Suharno menilai Raperda Kepemudaan harus memberikan kepastian terhadap pembinaan, pemberdayaan, dan pengembangan kapasitas generasi muda. Karena itu, keterlibatan OKP dalam penyusunannya menjadi penting agar aturan yang lahir tidak jauh dari persoalan yang dihadapi pemuda Bontang.

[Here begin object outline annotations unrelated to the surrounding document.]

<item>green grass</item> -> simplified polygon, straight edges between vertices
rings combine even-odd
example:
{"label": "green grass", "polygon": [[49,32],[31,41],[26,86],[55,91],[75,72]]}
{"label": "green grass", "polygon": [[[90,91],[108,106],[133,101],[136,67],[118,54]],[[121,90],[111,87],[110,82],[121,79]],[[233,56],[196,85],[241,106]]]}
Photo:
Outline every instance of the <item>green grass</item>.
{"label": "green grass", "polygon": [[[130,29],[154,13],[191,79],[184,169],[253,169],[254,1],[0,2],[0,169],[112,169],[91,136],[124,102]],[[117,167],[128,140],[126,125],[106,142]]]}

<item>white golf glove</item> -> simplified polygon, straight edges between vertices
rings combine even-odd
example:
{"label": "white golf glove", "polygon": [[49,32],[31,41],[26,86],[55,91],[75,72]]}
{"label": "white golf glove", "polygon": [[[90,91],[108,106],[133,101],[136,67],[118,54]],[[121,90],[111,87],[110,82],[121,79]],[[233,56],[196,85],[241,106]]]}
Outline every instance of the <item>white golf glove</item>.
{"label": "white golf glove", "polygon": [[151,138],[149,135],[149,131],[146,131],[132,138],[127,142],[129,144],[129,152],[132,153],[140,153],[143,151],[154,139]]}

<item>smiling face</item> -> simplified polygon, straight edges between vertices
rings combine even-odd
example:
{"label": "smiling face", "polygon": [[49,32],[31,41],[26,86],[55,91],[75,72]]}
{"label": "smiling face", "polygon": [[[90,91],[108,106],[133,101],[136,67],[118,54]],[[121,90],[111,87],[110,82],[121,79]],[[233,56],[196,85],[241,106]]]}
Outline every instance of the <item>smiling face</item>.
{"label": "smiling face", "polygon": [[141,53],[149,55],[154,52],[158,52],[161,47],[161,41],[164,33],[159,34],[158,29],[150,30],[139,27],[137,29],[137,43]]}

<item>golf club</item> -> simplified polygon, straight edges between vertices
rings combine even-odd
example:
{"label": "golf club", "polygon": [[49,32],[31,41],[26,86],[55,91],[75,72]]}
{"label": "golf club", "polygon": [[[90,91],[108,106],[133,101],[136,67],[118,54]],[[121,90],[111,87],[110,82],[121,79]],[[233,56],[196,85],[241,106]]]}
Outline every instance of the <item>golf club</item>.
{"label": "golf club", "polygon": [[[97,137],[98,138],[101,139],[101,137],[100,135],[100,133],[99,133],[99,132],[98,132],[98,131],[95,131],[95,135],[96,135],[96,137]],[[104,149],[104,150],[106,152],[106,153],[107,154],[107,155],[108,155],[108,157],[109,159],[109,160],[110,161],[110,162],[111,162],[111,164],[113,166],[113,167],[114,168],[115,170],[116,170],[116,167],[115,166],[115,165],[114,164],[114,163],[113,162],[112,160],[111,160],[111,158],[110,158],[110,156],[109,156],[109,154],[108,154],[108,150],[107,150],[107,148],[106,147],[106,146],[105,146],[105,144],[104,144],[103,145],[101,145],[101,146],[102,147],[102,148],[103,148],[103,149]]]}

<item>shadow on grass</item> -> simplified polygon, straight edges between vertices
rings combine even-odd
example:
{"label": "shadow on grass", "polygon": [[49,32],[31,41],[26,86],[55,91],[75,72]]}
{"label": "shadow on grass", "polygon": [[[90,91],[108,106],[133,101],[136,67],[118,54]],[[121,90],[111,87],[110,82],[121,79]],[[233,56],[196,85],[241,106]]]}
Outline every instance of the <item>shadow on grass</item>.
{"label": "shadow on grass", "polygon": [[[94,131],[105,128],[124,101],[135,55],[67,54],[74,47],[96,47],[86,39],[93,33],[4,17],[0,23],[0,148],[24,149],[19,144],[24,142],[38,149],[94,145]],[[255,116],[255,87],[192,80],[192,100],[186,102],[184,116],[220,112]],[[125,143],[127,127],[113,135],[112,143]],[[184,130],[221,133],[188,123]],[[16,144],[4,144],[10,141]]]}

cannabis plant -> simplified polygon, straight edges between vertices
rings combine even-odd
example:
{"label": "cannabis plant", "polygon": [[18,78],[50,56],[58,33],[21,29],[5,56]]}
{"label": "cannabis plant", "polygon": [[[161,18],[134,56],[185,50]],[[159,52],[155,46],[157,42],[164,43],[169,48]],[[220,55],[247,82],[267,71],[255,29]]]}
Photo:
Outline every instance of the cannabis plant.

“Raperda ini bukan sekadar mengatur kegiatan kepemudaan, tetapi juga menjadi instrumen untuk memperkuat peran pemuda dalam pembangunan daerah,” ujar Suharno.

Politikus Partai Keadilan Sejahtera (PKS) itu menyoroti kondisi kemampuan keuangan daerah yang ikut menentukan seberapa besar dukungan pemerintah terhadap program kepemudaan. Perubahan kebijakan pemerintah pusat, terutama menyangkut kewenangan dan pengelolaan pendapatan, menurutnya turut berpengaruh terhadap kapasitas fiskal Bontang.

Ketika kemampuan keuangan daerah berkurang, ruang anggaran untuk berbagai program juga ikut tertekan. Pembinaan dan pemberdayaan pemuda menjadi salah satu sektor yang berpotensi merasakan dampaknya.

Atas kondisi tersebut, Suharno meminta OKP mengambil peran lebih luas. Organisasi pemuda dinilai perlu ikut mengawal kebijakan yang berpengaruh terhadap daerah serta menyampaikan aspirasi Bontang kepada pemerintah pusat.

“Saya berharap teman-teman OKP ikut menyuarakan aspirasi kepada pemerintah pusat. Ketika kewenangan daerah semakin berkurang dan kemampuan fiskal menurun, tentu dampaknya juga dirasakan dalam pembinaan kepemudaan,” tegasnya.

Menurut Suharno, pemuda sejak lama memiliki posisi penting dalam perjalanan bangsa. Peran itu semestinya diterjemahkan dalam konteks kekinian melalui gagasan, kritik, dan masukan yang konstruktif terhadap kebijakan pemerintah.

Terlebih, aspirasi mengenai penguatan kewenangan daerah bukan hanya menjadi perhatian pemerintah. Sejumlah elemen masyarakat dan organisasi profesi juga telah menyuarakan persoalan serupa. OKP Bontang, kata dia, seharusnya turut mengambil bagian.

Di sisi lain, keberadaan Perda Kepemudaan dibutuhkan untuk memberikan landasan hukum yang lebih kuat terhadap keberlanjutan program pemerintah. Dengan payung hukum tersebut, pembinaan hingga pengembangan potensi pemuda diharapkan tidak berjalan secara sporadis.

Suharno ingin regulasi tersebut pada akhirnya menempatkan pemuda sebagai mitra strategis pemerintah daerah. Bukan hanya menjadi penerima program, tetapi ikut mengawal pembangunan dan menjadi corong kepentingan masyarakat.

Dengan begitu, Raperda Kepemudaan Bontang diharapkan melahirkan ruang yang lebih besar bagi generasi muda untuk terlibat dalam pembangunan sekaligus memperkuat suara daerah di tingkat nasional.